Courtney Barnett And The Relatable Rock Revival
    • WEDNESDAY, MARCH 04, 2015

    • Posted by: Emily Daly

    Courtney Barnett's new song "Depreston" is great because of the Australian musician's endearing, deadpan drawl, but also for its topic. Two potential home buyers are searching for a place to live in a depressing neighborhood, far away from trendy coffee shops, because it's more affordable. "Now we've got that percolator, never made a latte greater/And I'm saving 23 dollars a week," she sings, echoing the sentiments of those of us who moved to New York City only to realize we had to choose between a hip atmosphere to sip our espresso or buying an adequate amount of groceries.

    It's refreshing after hearing so many mainstream artists spout off about wealth, and all the glitz and glam that goes with it. In her song "Fancy," Iggy Azalea bragged that she should be admired for having "High heels, somethin' worth a half a ticket on my wrist" and that she's too fancy to "shop at no department." In Drake's song with the same name, he admires a woman for her confidence and smarts, but also because she has a "closet full of brand new clothes and hand bags/Alexander McQueen, Prada, Gucci, Chanel/D&G, BCBG, Versace, Louie and BeBe." In Lady Gaga's "Fashion," she connects power and self-esteem to designer clothes. Beyoncé sings about gettin' down in a limousine. How many of their listeners can actually relate to these lyrics?

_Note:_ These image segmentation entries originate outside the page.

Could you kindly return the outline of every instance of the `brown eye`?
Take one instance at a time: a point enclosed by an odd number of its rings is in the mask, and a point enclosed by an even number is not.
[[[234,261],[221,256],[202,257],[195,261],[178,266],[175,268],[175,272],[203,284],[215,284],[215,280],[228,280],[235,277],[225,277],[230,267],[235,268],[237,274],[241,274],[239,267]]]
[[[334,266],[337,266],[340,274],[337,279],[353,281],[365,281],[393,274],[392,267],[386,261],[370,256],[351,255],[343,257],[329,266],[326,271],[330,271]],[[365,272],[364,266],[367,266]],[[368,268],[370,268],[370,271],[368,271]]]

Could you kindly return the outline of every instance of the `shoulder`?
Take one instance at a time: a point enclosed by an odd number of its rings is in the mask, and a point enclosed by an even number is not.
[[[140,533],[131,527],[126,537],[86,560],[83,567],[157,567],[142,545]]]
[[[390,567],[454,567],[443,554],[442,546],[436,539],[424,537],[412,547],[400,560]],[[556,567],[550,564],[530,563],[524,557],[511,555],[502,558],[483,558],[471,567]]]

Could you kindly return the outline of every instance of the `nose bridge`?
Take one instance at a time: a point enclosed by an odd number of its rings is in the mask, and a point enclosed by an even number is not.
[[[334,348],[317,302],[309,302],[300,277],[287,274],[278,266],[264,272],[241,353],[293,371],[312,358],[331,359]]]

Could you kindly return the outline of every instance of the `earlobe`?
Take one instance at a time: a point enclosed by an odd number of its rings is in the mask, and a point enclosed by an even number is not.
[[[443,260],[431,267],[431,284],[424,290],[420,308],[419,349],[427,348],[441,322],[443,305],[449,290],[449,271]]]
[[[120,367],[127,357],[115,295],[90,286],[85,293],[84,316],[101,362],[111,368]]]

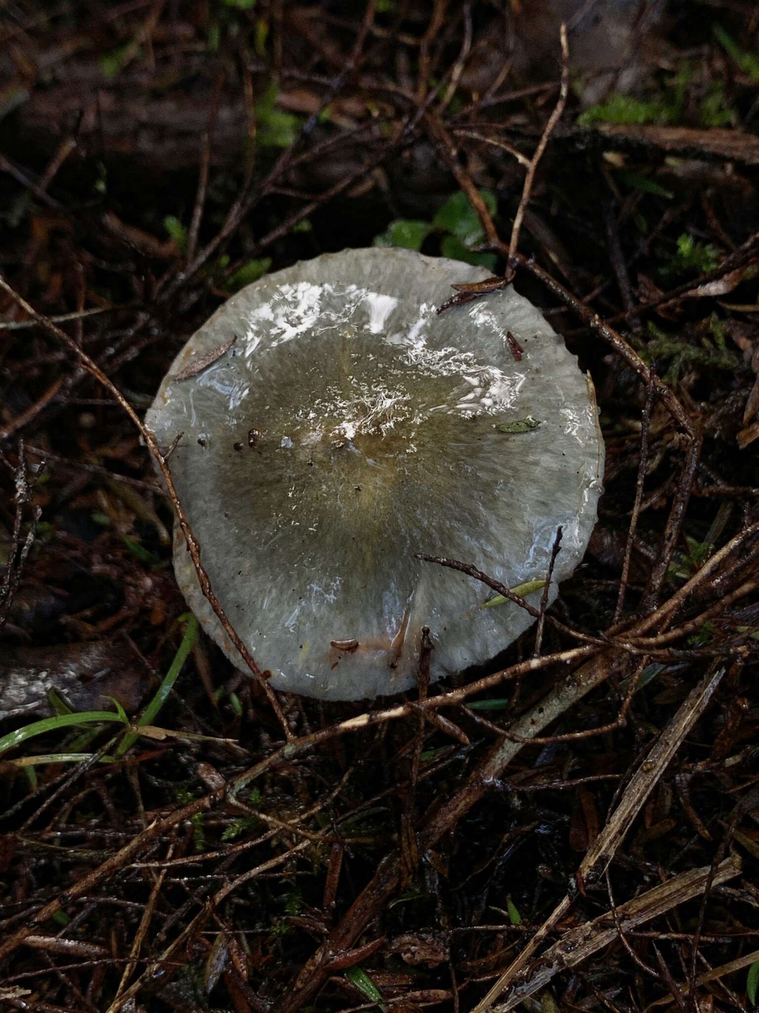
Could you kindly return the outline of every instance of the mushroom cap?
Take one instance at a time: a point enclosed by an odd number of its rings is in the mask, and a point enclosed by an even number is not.
[[[415,553],[514,587],[545,577],[561,525],[551,601],[582,558],[603,466],[592,385],[512,288],[437,314],[452,284],[486,277],[395,248],[296,263],[225,303],[161,384],[146,425],[163,448],[182,434],[169,463],[203,566],[275,689],[397,693],[423,626],[435,680],[533,622]],[[244,668],[178,528],[174,567]]]

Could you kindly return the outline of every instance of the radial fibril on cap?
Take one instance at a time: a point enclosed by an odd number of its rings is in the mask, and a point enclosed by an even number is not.
[[[164,379],[146,424],[162,446],[183,434],[170,463],[203,566],[275,688],[395,693],[415,683],[422,626],[436,679],[532,622],[479,609],[482,585],[417,552],[511,587],[544,577],[562,525],[552,599],[581,559],[603,459],[592,388],[513,289],[437,315],[451,284],[486,276],[400,249],[326,254],[243,289]],[[174,564],[241,664],[180,535]]]

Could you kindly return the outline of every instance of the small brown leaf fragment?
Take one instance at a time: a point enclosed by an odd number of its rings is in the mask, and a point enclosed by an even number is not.
[[[459,282],[456,285],[451,285],[451,289],[455,289],[456,292],[471,292],[475,296],[484,296],[489,292],[505,289],[508,284],[505,278],[499,278],[496,275],[493,278],[486,278],[482,282]]]
[[[466,303],[471,303],[473,300],[479,299],[480,296],[487,296],[491,292],[500,292],[501,289],[505,289],[511,284],[513,278],[514,271],[508,268],[503,277],[495,275],[493,278],[483,279],[482,282],[461,282],[457,285],[451,285],[451,289],[455,289],[456,295],[446,299],[442,306],[438,307],[437,312],[440,314],[453,306],[463,306]]]
[[[510,330],[506,331],[506,340],[508,341],[509,350],[511,352],[511,355],[514,357],[517,363],[520,363],[522,361],[522,356],[524,355],[524,348],[517,341],[517,339],[514,337],[514,335],[511,333]]]
[[[233,337],[224,344],[220,344],[218,348],[212,348],[212,350],[206,352],[205,355],[198,356],[197,359],[191,359],[184,369],[174,374],[172,380],[189,380],[190,377],[196,376],[201,370],[204,370],[207,366],[212,366],[218,359],[221,359],[225,353],[229,352],[236,340],[237,334],[233,335]]]
[[[353,651],[358,649],[357,640],[330,640],[330,646],[337,650]]]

    Barnett isn't exactly starting a new trend: Artists have sung about barely scraping by for decades, as exemplified by The Kink's "Dead End Street," Stevie Wonder's "Living For The City," and Donna Summer, to name a few. But now more than ever, money and how it's spent is carefully considered. After past disasters with loans and credit, those who are coming of age now have seen their elders buried under mountains of debt. With rising tuition rates and a job market that could be better, we've (hopefully) realized we have to live within our means. More than ever modern music is acknowledging that, whether through Barnett coming to terms with living in an undesirable neighborhood or Father John Misty's satire song on living in debt and receiving "a subprime loan on a craftsman home." Instead of name-dropping brands, Parquet Courts is dissatisfied and overwhelmed by "one more thing you have to buy/Just one more thing to replace/One more way to block your face."

    Music has always been used to make bold statements about peace, love, war, politics, and so on. Artists like Barnett make the point that it's ok not to be buying fur coats or diamond earrings, because the artists you admire aren't either. They're giving up lattes and living in cheap neighborhoods like the rest of us.